Sahile indiler. Yemek molası zamanıydı. Selim hazırladığı sandviçleri getirdi. Eşi arkadaş edinebildi diye hoşnut görünüyordu. Toplu bir fotoğraf için onlara da seslendiler. Bıkmıyorlardı… “Beni bir de şöyle alsana, ağaçlar arkamda görünsün!”, “Gel sen de, selfie çekiyoruz!” Anında sosyal medyada paylaşımlar yapılıyor, beğenenler inceleniyor; cep telefonlarına bakmaktan çevreyi göremiyorlardı. Yukarıdaki çalılığa poz vermek için çıkan bir tanesi seslendi: “Arkadaşlar, buraya gelin. Bakın, kıyafetler var burada!” Şaşkınlıkla aşağıdaki sahile doğru saçılmış giysilere baktılar. Teki olmayan ayakkabılar, eşofman altları, tişörtler… Kim bırakmış olabilirdi bunları? Rehber bu bölgeye kimi zaman karşıdaki Yunan adasına gitmek isteyen mültecilerin geldiğini söyledi, onlardan kalmış olmalıydı. Serpil hüzünlendi. Yersiz yurtsuz insanlar, neyle karşılaşacaklarını bilmedikleri zorunlu bir yolculuğa çıkıyorlardı. Arkada bıraktıkları bir yaşam, bağlar, kökler… Yanlarına ne kadar eşya sığdırabilirlerdi? Geçen yılki taşınmalarını düşündü. Ne çok eşya vardı. Koca kamyona sığmıyordu.

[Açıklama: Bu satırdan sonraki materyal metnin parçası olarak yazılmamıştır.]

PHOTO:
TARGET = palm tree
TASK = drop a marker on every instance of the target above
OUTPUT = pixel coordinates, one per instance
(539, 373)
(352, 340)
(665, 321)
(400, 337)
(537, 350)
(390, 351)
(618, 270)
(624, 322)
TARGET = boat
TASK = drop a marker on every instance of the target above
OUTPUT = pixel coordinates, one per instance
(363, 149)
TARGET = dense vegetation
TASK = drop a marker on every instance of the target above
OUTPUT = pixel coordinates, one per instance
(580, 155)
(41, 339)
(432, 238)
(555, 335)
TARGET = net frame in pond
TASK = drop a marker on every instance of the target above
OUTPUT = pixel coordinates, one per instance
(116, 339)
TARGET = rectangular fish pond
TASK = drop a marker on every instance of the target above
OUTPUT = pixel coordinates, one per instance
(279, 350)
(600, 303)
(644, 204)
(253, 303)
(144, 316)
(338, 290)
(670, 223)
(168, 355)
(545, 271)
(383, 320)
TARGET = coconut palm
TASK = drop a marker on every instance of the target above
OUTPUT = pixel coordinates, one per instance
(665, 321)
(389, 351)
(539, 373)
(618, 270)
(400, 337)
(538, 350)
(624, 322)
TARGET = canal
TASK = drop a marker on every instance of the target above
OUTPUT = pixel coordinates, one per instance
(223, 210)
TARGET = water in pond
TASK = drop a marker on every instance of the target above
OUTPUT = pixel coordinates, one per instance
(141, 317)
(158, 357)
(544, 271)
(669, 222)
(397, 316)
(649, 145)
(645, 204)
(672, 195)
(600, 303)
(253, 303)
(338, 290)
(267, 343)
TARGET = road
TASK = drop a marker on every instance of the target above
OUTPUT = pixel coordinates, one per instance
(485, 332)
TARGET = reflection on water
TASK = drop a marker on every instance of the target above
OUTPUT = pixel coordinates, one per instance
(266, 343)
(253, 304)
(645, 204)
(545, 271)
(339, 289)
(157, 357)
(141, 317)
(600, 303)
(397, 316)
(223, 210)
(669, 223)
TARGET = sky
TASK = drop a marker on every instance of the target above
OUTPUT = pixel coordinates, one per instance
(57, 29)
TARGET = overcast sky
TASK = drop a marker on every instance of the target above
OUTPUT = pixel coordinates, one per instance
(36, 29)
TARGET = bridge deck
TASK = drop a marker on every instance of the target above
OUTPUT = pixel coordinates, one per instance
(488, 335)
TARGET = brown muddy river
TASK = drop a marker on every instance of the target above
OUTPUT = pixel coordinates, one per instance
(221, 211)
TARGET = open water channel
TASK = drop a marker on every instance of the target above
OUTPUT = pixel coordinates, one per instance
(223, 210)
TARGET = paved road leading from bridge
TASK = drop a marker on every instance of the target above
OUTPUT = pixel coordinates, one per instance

Oradan oraya taşıdıkları onca eşya…

Serpil, şamatacı kalabalığı arkasında bırakıp, deniz kenarında tek başına dolaşmak istedi. Karşı kıyılara baktı. Dalgaların sesini dinledi. İnsanlar denizi aşıp adaya varabilmişler miydi? Yoksa… Uzun zamandır haber izlemiyor, gazete okumuyordu. Üzüntü duyabileceği her ortamdan uzak tutmaya çalışıyordu Selim onu. Dolaşırken taşların arasında renkli bir şey çarptı gözüne. Merakla eğildi. Aldı. Anında yere yığılıp kaldı. Selim koşarak yanına geldi. Serpil yaşlı gözleriyle, “Bebeğimi versinler bana, bebeğimi istiyorum,” derken bayıldı. Sımsıkı tuttuğu eli gevşedi. Bir bebek ayakkabısı mavi renkte, usulca kayıp düştü avucundan.